The IAPL has gone a step further. It said the U.S. government is directlylinked to these killings since it wants to shift its forces from Okinawa to the Philippines and it finds the opposition of Left and other organizations a serious obstacle.
What has become of this state then? Can it still be distinguished from the banana republics of south and central America of yesteryear when the military dictatorships reigned supreme and where people’s lives, especially those who oppose their oppression, are taken without any moral compunction?
I find it personally revolting to watch these events unfold in my home country in this time and age. My mind goes back to the year 1969 when as a 22-year-old I found myself in Dumaguete City with a group of student activists from Manila. We were there to organize the students of in the city and to conduct social investigation in the rural areas of Negros Oriental.
With some of us having had experience writing in campus newspapers, we put up a community newspaper. In one major story, we uncovered the blatant land-grabbing cases by landlords in southern Negros Oriental that victimized peasants who were barb-wired in their villages with their work animals. That was our fifth erratic issue within a period of five months. The local military started to harass us, putting us under surveil-lance and throwing rocks at our house.

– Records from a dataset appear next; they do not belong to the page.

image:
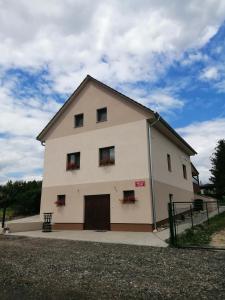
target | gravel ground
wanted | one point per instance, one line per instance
(33, 268)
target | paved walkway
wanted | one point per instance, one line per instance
(118, 237)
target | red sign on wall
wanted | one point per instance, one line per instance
(140, 183)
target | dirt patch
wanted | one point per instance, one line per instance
(33, 268)
(218, 239)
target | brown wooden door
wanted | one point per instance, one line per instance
(97, 212)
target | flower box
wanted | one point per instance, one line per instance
(128, 200)
(106, 162)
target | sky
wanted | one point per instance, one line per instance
(167, 54)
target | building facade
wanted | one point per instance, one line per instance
(111, 163)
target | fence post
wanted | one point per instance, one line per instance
(191, 211)
(207, 212)
(174, 223)
(3, 217)
(170, 211)
(218, 206)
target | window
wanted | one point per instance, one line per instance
(107, 156)
(169, 163)
(102, 114)
(73, 161)
(184, 172)
(61, 200)
(128, 195)
(79, 120)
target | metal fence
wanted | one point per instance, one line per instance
(188, 217)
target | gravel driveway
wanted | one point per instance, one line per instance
(33, 268)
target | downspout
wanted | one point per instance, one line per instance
(151, 177)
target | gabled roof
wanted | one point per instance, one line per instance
(87, 79)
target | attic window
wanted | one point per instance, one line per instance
(73, 161)
(79, 120)
(102, 114)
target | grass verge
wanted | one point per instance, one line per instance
(201, 234)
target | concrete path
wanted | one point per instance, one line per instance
(118, 237)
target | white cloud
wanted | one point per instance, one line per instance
(160, 100)
(21, 156)
(210, 73)
(139, 38)
(203, 136)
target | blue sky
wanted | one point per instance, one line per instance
(168, 55)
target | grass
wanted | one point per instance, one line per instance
(201, 234)
(10, 213)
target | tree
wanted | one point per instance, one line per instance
(218, 168)
(22, 197)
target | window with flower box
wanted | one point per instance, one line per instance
(129, 196)
(107, 156)
(61, 200)
(73, 161)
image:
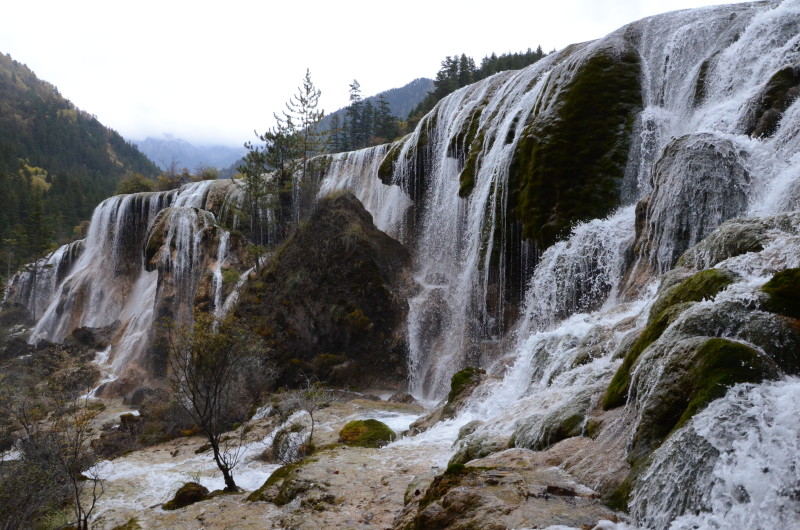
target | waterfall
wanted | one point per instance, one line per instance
(109, 279)
(548, 309)
(692, 165)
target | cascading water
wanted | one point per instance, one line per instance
(550, 320)
(703, 74)
(109, 278)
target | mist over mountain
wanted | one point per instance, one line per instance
(57, 162)
(401, 100)
(177, 152)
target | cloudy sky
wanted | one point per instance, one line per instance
(212, 72)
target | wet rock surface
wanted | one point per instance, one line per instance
(509, 489)
(333, 302)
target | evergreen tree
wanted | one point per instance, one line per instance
(366, 124)
(353, 115)
(386, 126)
(302, 111)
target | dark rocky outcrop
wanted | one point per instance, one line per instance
(699, 181)
(332, 302)
(766, 109)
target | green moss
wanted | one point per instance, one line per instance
(568, 167)
(282, 482)
(668, 307)
(230, 276)
(703, 285)
(386, 169)
(366, 433)
(189, 493)
(784, 293)
(461, 380)
(720, 364)
(467, 145)
(617, 392)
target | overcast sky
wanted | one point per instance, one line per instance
(211, 72)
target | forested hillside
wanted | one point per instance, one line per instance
(57, 163)
(389, 115)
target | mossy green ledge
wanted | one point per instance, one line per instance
(570, 161)
(366, 433)
(666, 309)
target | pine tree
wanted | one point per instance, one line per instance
(353, 115)
(386, 127)
(302, 111)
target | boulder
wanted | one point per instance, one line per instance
(189, 493)
(366, 433)
(332, 303)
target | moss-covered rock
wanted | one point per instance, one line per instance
(666, 309)
(783, 293)
(541, 431)
(282, 486)
(130, 524)
(570, 161)
(366, 433)
(189, 493)
(473, 447)
(386, 169)
(733, 238)
(462, 384)
(617, 392)
(696, 371)
(703, 285)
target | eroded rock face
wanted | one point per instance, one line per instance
(191, 255)
(766, 109)
(698, 182)
(510, 489)
(333, 302)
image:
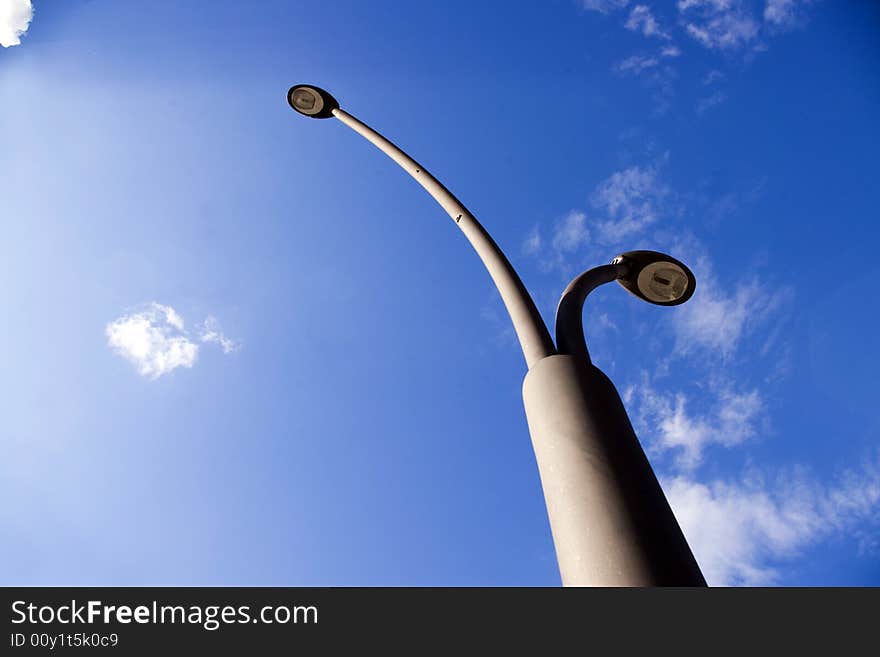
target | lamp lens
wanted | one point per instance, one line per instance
(307, 101)
(663, 282)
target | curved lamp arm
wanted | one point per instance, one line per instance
(569, 313)
(533, 336)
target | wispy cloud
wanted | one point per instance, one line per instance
(15, 18)
(712, 77)
(631, 200)
(666, 422)
(569, 233)
(636, 64)
(715, 320)
(713, 100)
(785, 13)
(642, 20)
(154, 339)
(625, 203)
(740, 531)
(604, 6)
(720, 25)
(210, 332)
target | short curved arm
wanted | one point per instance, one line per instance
(534, 338)
(569, 314)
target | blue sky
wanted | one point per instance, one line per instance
(242, 347)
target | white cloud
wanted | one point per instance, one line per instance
(740, 531)
(712, 77)
(719, 24)
(642, 20)
(571, 232)
(15, 17)
(714, 320)
(713, 100)
(568, 235)
(631, 199)
(155, 340)
(725, 31)
(210, 332)
(604, 6)
(665, 421)
(533, 243)
(636, 64)
(784, 13)
(152, 340)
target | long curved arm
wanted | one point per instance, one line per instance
(569, 313)
(533, 336)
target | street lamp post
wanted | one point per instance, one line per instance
(610, 520)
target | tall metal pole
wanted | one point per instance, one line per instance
(533, 336)
(610, 521)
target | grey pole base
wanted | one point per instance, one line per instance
(610, 520)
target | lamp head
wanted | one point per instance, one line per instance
(312, 101)
(656, 277)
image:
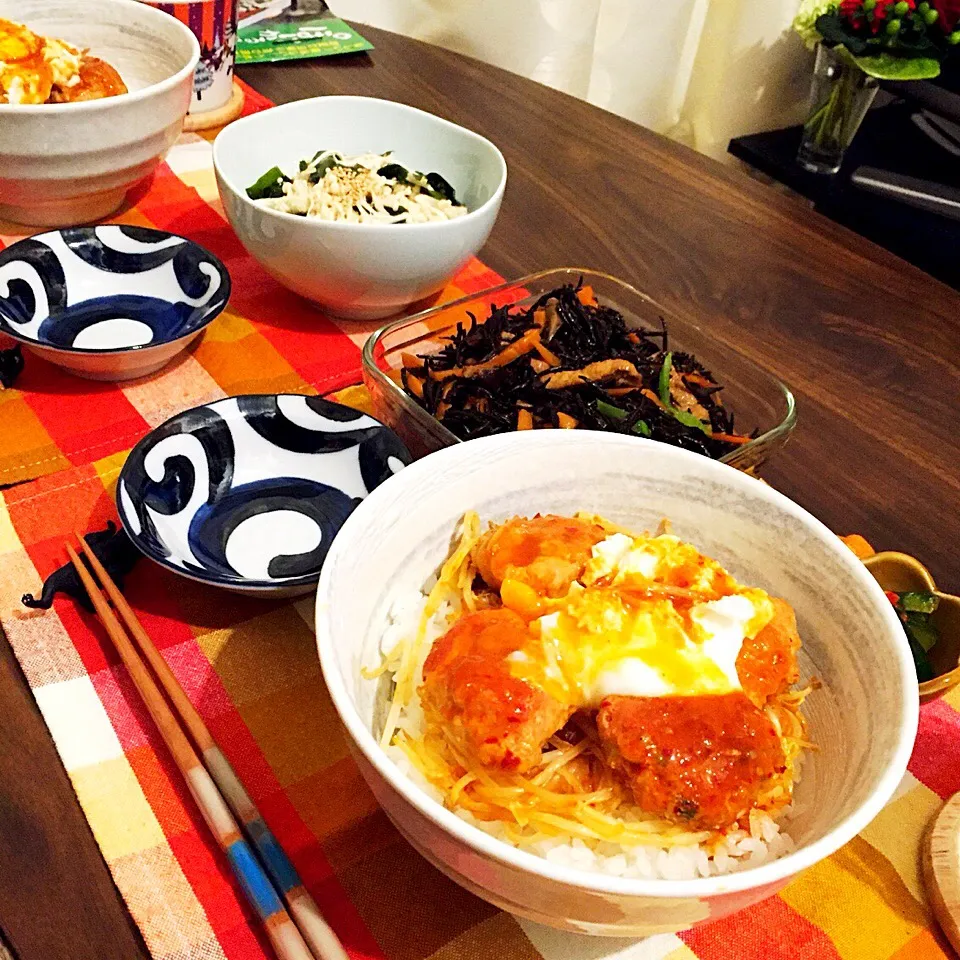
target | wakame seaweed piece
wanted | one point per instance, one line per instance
(320, 171)
(393, 171)
(269, 186)
(441, 190)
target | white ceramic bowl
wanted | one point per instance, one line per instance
(864, 718)
(109, 302)
(358, 271)
(70, 163)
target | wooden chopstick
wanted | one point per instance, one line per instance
(322, 940)
(280, 929)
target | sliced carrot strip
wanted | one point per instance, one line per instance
(547, 355)
(586, 297)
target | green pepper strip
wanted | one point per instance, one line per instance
(616, 413)
(686, 418)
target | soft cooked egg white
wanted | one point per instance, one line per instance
(616, 634)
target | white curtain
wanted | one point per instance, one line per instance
(702, 71)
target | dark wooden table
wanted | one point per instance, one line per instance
(870, 345)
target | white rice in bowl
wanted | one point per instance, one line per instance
(737, 849)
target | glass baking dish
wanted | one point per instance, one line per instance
(760, 402)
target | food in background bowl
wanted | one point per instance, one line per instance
(615, 703)
(35, 69)
(68, 163)
(862, 718)
(370, 188)
(613, 396)
(569, 361)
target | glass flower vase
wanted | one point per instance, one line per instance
(840, 95)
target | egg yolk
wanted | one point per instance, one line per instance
(650, 617)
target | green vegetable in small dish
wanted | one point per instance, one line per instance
(914, 609)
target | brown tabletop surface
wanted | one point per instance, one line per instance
(869, 344)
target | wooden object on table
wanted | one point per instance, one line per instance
(941, 869)
(219, 117)
(321, 939)
(261, 897)
(854, 331)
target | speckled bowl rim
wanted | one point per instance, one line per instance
(117, 102)
(774, 873)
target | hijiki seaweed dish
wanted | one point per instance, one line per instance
(567, 361)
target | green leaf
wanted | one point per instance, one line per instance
(924, 668)
(393, 171)
(917, 601)
(663, 388)
(441, 189)
(887, 66)
(805, 22)
(609, 410)
(835, 33)
(269, 186)
(920, 630)
(327, 163)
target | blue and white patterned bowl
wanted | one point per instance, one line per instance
(247, 493)
(109, 302)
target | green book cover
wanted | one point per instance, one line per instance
(271, 30)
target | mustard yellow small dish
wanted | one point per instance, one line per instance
(899, 573)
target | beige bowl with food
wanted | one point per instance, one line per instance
(863, 718)
(63, 164)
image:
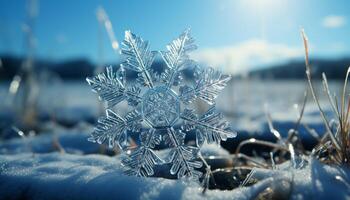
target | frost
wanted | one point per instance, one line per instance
(160, 101)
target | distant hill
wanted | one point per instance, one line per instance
(70, 69)
(334, 69)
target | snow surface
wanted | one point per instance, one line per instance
(67, 176)
(71, 142)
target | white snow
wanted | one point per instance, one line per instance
(66, 176)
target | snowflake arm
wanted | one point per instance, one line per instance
(138, 57)
(182, 156)
(210, 126)
(110, 87)
(112, 128)
(176, 56)
(142, 160)
(207, 88)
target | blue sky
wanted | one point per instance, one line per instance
(235, 34)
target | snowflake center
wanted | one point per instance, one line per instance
(160, 107)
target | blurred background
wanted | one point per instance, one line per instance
(48, 48)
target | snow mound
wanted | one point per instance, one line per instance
(65, 176)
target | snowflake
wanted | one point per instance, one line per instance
(160, 101)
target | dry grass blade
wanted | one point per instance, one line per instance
(309, 78)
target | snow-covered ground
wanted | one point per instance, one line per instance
(32, 168)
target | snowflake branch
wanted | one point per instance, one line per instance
(110, 89)
(139, 57)
(212, 126)
(176, 56)
(208, 87)
(183, 156)
(112, 128)
(142, 160)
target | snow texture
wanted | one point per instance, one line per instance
(159, 101)
(66, 176)
(71, 141)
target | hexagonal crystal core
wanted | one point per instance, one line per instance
(160, 107)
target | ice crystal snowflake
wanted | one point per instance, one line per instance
(160, 101)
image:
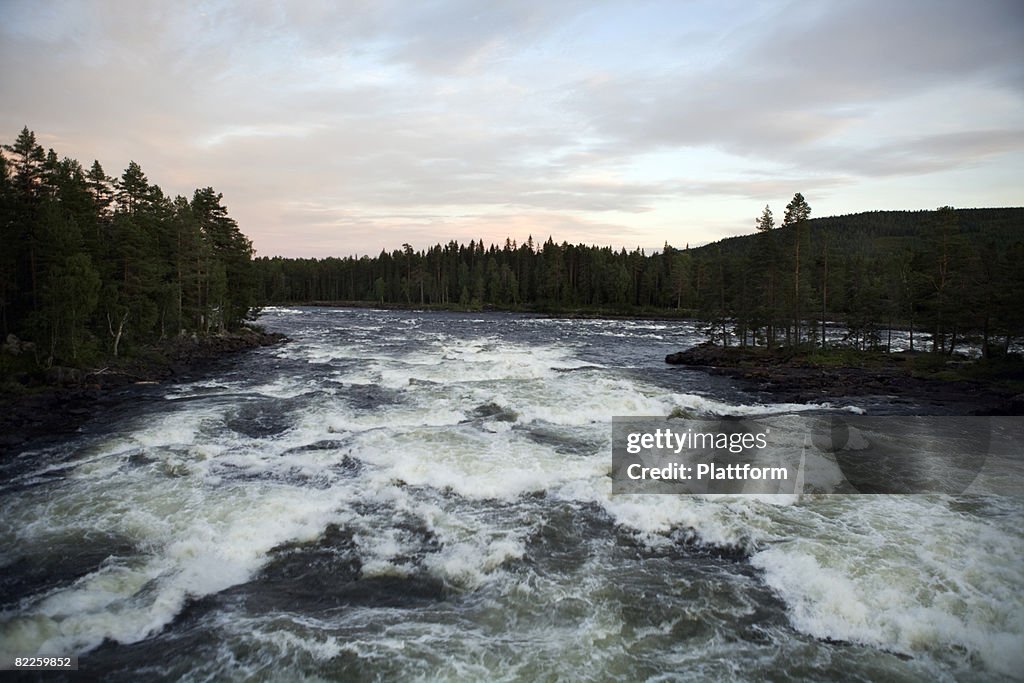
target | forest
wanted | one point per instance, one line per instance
(94, 267)
(949, 276)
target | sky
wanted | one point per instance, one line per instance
(337, 128)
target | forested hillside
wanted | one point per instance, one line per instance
(94, 266)
(949, 273)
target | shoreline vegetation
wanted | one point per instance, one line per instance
(962, 385)
(64, 398)
(107, 282)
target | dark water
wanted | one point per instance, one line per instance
(412, 496)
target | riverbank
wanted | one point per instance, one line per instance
(542, 310)
(60, 399)
(950, 385)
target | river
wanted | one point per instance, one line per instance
(406, 496)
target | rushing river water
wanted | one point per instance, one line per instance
(421, 496)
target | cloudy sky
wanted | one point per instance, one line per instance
(337, 128)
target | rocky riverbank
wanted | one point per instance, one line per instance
(947, 386)
(59, 399)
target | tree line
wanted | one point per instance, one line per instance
(92, 265)
(947, 275)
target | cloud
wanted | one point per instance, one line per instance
(396, 118)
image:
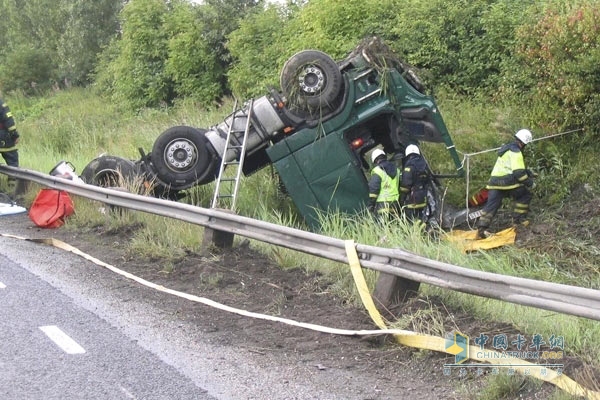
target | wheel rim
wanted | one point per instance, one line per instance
(312, 80)
(181, 155)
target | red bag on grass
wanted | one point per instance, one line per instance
(50, 208)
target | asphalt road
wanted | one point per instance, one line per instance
(54, 347)
(133, 349)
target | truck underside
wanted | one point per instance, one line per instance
(317, 132)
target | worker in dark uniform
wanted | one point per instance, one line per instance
(413, 186)
(509, 178)
(383, 187)
(9, 138)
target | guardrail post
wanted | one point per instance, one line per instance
(217, 238)
(391, 290)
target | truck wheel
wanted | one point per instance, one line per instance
(182, 158)
(312, 82)
(109, 171)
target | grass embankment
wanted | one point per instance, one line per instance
(77, 126)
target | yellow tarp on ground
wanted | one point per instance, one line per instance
(467, 242)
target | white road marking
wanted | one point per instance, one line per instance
(62, 340)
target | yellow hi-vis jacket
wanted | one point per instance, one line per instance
(509, 171)
(389, 186)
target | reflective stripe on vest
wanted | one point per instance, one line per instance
(389, 186)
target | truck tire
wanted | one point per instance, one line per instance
(109, 172)
(183, 157)
(312, 83)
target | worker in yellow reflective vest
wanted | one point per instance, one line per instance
(9, 137)
(383, 186)
(509, 178)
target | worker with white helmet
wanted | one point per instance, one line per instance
(383, 186)
(413, 186)
(509, 178)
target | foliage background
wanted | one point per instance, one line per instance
(537, 58)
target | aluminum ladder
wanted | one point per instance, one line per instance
(227, 187)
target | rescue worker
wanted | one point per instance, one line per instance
(509, 178)
(383, 186)
(9, 137)
(413, 186)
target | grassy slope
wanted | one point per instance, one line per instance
(78, 126)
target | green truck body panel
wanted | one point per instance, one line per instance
(317, 165)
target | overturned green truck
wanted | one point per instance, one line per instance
(317, 131)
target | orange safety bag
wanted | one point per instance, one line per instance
(50, 208)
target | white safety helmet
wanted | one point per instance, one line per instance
(411, 149)
(376, 154)
(524, 135)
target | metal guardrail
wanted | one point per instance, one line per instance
(561, 298)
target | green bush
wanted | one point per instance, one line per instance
(558, 66)
(26, 69)
(462, 44)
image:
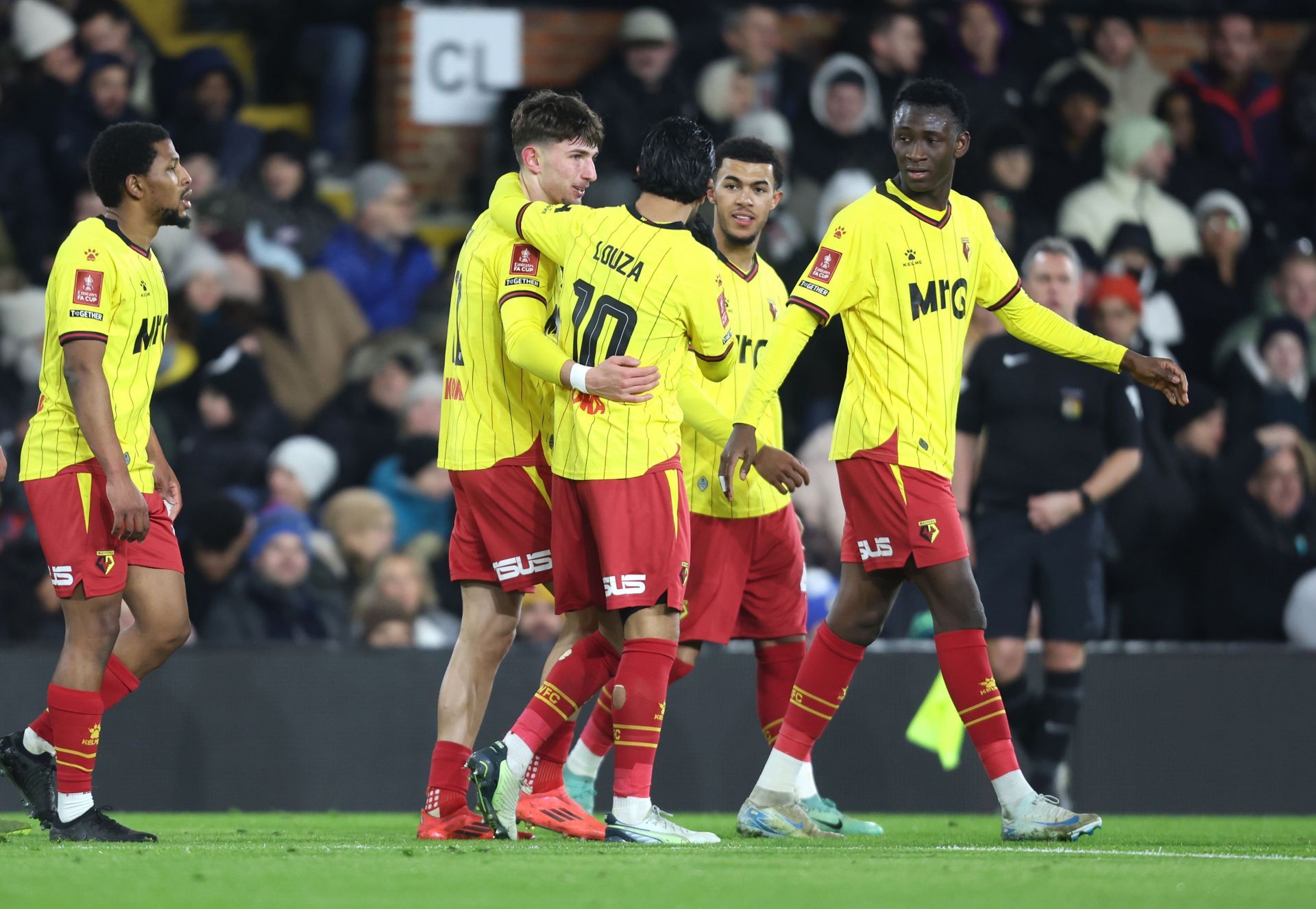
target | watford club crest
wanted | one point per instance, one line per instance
(928, 529)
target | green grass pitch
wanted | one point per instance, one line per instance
(284, 860)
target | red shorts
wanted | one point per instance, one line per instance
(74, 522)
(500, 533)
(894, 512)
(746, 578)
(628, 540)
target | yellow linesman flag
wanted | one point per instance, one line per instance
(936, 725)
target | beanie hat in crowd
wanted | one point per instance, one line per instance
(216, 521)
(1223, 200)
(426, 387)
(38, 27)
(419, 453)
(1130, 140)
(273, 521)
(1277, 324)
(197, 257)
(311, 461)
(1120, 287)
(356, 509)
(373, 180)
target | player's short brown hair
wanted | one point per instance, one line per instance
(549, 116)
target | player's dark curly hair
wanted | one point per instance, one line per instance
(935, 94)
(549, 116)
(119, 152)
(677, 161)
(752, 152)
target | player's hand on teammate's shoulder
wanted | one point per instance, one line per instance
(781, 469)
(740, 448)
(623, 379)
(1158, 373)
(132, 516)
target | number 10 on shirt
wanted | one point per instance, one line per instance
(585, 343)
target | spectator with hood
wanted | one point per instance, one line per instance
(1138, 154)
(895, 53)
(100, 100)
(228, 449)
(636, 87)
(1069, 147)
(845, 128)
(1290, 292)
(417, 488)
(104, 27)
(361, 422)
(991, 81)
(1158, 522)
(378, 258)
(25, 210)
(1004, 191)
(44, 34)
(1261, 546)
(1267, 382)
(1214, 290)
(204, 117)
(214, 540)
(1197, 167)
(1118, 60)
(282, 200)
(1243, 101)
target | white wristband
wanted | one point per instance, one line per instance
(578, 373)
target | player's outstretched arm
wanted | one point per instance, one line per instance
(618, 378)
(90, 393)
(785, 345)
(1165, 375)
(543, 224)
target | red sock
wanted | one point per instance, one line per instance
(75, 733)
(644, 672)
(545, 771)
(448, 778)
(598, 730)
(777, 670)
(973, 688)
(596, 734)
(572, 681)
(117, 683)
(818, 692)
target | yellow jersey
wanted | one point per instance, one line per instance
(628, 287)
(493, 409)
(903, 279)
(103, 289)
(755, 300)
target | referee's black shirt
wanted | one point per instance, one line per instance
(1049, 420)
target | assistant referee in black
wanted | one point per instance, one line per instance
(1041, 441)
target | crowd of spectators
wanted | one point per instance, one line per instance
(299, 396)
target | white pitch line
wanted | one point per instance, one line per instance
(1148, 853)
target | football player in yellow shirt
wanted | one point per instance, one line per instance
(101, 495)
(635, 282)
(498, 373)
(746, 568)
(902, 266)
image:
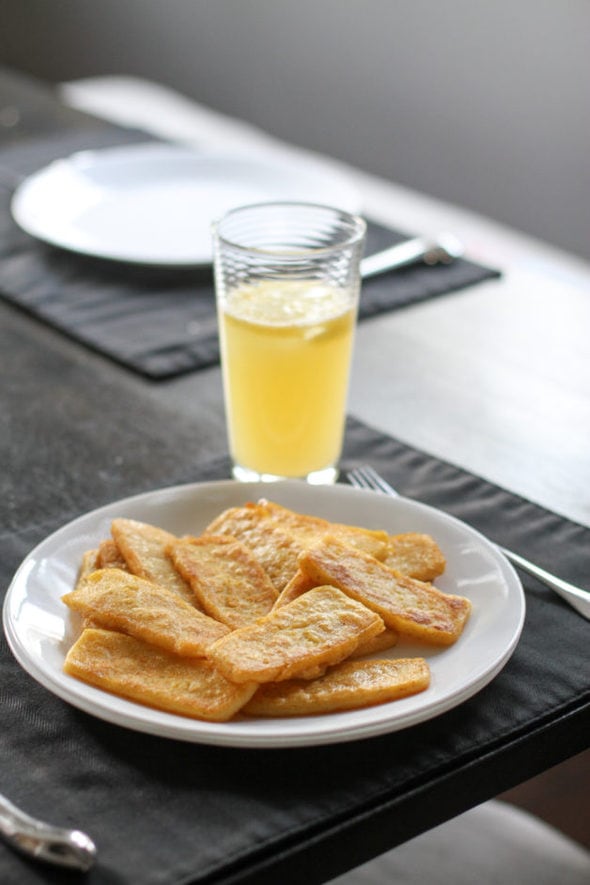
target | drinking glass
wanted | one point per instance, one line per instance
(287, 286)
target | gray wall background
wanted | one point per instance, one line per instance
(481, 102)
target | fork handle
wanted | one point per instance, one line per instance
(45, 842)
(566, 590)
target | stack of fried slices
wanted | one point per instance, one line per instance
(267, 613)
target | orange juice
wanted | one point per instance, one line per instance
(286, 350)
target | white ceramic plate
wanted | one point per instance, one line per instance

It didn’t take long before the six young staff members of our Dumaguete Times, including myself and my 20-year old wife, were arrested by the military and linked to a military encounter in faraway Cadiz, Negros Occidental. We were thrown in underground, dark, stinky cells, intimidated under interrogation, physically manhandled.
We were detained for almost two months, first in Dumaguete, then Cadiz, then Bacolod. We were released after the National Press Club, under the presidency of Tony Zumel, campaigned for our freedom and raised funds for our bail. This happened 36 years ago, three years before Marcos declared martial law. Now, the sit-uation must have become so desperate they’re just killing people like they’re shooting game animals.